From the Guidelines
A PEG tube does not need to be changed or replaced at regular intervals, but rather when it shows signs of breakage, occlusion, dislodgement, or degradation, as stated in the 2020 ESPEN guideline on home enteral nutrition 1. The durability of a PEG tube system is primarily linked to its careful handling, and most transorally placed bumper-type tubes can be maintained for many years. Replacement will be required eventually due to various reasons such as breakage, occlusion, dislodgement, or degradation. Key factors to consider for replacement include:
- Fungal colonization with material deterioration and compromised structural integrity, which requires replacement in a non-urgent but timely manner 1
- Balloon-type replacement tubes may require replacement every three to four months due to balloon degradation 1
- Signs of tube deterioration, such as cracking, stiffening, or discoloration, which may indicate the need for replacement
- Leakage around the insertion site, tube blockage, or mechanical failure of the feeding port, which may also require replacement. Regular maintenance, including daily cleaning and flushing of the tube, is essential to extend tube life and prevent complications.
From the Research
Peg Tube Replacement Frequency
- The frequency of peg tube replacement is not strictly defined, but it is generally considered when the tube is occluded or broken 2.

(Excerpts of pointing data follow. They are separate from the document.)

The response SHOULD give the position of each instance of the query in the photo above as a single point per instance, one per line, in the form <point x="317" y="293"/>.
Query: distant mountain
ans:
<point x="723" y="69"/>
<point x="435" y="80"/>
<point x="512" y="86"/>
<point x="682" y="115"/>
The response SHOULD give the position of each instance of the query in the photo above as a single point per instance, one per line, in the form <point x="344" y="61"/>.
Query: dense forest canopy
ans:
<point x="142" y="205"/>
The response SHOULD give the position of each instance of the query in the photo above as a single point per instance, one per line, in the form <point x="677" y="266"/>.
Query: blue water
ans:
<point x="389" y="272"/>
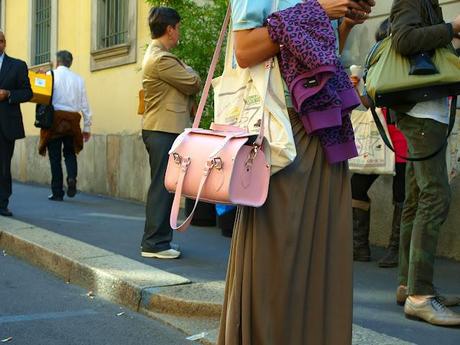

- A study found that retained PEG tubes for more than 6 months were not associated with more PEG-tube-related complications, suggesting that routine replacement at a fixed interval (e.g., 3-6 months) may not be necessary 3.
- The decision to replace a peg tube should be based on individual patient needs and the presence of complications such as leakage, dislodgement, or obstruction 3.
Factors Influencing Replacement
- The gastrocutaneous tract of a PEG tube begins to mature in 1-2 weeks after placement and is well-formed in 4-6 weeks, but this process can take longer in some patients 2.
- The replacement of a PEG tube should be done with caution, using good control of the replacement tube along the well-formed gastrocutaneous tract, minimal insertion force, and reliable methods for confirming intragastric tube insertion 2.
Clinical Guidelines
- Clinical practice guidelines for percutaneous endoscopic gastrostomy recommend that physicians consider the indications, use of prophylamic antibiotics, timing of enteric nutrition, tube placement methods, complications, replacement, and tube removal for PEG based on available clinical evidence 4, 5.
- These guidelines aim to provide a framework for the management of patients with PEG tubes, including the replacement of tubes when necessary 4, 5.